Timeout/Error when processing an MDPI PDF
See original GitHub issueHello!
I successfully deployed a grobid-server and I was parsing some articles. Everything was smooth until I found this paper: https://www.mdpi.com/2076-3921/11/2/251
I downloaded its PDF and tried to parse it with the following command:
curl -v --form input=@./mdpi_article.pdf localhost:8070/api/processFulltextDocument
And I get an XML with the following content:
[TIMEOUT] PDF to XML conversion timed out
When trying instead the processHeaderDocument
command, everything works as expected and the article headers (title, abstract, etc.) gets parsed in a good way.
curl -v --form input=@./mdpi_article.pdf localhost:8070/api/processHeaderDocument
This is the error I got:
ERROR [2022-04-06 14:07:25,987] org.grobid.core.process.ProcessPdfToXml: pdfalto process finished with error code: 143. [/opt/grobid/grobid-home/pdfalto/lin-64/pdfalto_server, -fullFontName, -noLineNumbers, -noImage, -annotation, -filesLimit, 2000, /opt/grobid/grobid-home/tmp/origin3229937128031954158.pdf, /opt/grobid/grobid-home/tmp/4wDQxkvfeZ.lxml]

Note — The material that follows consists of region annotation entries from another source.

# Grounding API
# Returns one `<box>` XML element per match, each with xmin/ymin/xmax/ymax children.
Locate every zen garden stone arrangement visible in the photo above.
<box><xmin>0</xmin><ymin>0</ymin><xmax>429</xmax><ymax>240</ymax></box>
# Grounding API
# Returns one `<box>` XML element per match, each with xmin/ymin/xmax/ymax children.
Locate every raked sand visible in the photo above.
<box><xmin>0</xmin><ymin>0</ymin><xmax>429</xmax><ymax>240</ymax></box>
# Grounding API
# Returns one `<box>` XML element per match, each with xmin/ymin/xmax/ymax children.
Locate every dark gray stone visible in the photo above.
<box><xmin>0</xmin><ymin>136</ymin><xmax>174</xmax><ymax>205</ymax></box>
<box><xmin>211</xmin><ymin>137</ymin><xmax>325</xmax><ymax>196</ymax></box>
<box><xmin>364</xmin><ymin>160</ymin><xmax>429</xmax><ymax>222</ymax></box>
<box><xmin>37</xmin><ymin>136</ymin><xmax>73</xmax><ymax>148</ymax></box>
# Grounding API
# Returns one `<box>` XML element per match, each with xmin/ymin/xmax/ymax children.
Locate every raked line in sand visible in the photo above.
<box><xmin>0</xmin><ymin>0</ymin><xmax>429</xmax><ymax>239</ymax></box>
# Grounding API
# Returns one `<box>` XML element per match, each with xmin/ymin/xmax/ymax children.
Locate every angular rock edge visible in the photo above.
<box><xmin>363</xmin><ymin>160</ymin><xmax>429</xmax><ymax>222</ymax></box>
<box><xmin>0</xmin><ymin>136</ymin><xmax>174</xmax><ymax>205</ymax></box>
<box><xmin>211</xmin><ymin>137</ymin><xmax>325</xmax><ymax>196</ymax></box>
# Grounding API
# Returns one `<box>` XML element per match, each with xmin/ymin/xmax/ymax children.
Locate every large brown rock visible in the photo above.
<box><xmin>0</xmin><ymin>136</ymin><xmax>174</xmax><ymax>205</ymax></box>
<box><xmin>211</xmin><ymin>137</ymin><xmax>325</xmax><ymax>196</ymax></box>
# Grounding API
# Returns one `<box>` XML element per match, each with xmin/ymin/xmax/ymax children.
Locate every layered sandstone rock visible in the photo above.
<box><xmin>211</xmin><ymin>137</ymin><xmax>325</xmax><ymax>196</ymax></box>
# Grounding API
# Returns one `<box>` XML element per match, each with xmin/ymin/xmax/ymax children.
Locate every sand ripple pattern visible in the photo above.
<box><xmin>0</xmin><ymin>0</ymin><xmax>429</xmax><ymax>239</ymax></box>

ERROR [2022-04-06 14:07:25,987] org.grobid.core.process.ProcessPdfToXml: pdfalto return message:
ERROR [2022-04-06 14:07:25,988] org.grobid.service.process.GrobidRestProcessFiles: An unexpected exception occurs.
You mention here that this error can be a bit of anything. So let me know if you need more data for replicating the error. The server config is set on 10 threads and a timeout of 120 seconds, though I get this “timeout error” after 20 sec.
Issue Analytics
- State:
- Created a year ago
- Comments:5 (3 by maintainers)
Top GitHub Comments
@kermitt2 I can confirm that upgrading to version
0.7.1
solved the issue. In a parallel universe, it would be really nice to know what was it and how it was fixed. But, I am more than content with this being solved!Thanks for the tip and sorry for the delay, a lot of stuff happened during Easter holidays that had priority.
@mazzespazze thanks for the feedback and good that this PDF is working now too ! To be honest I cannot immediately point to one of the fixes we made in the last months that has solved this problem, this is actually quite time consuming to track the problems back to the PDF parsing - which is likely where the trouble was taking place - so relatd to pdfalto or the interface with pdfalto.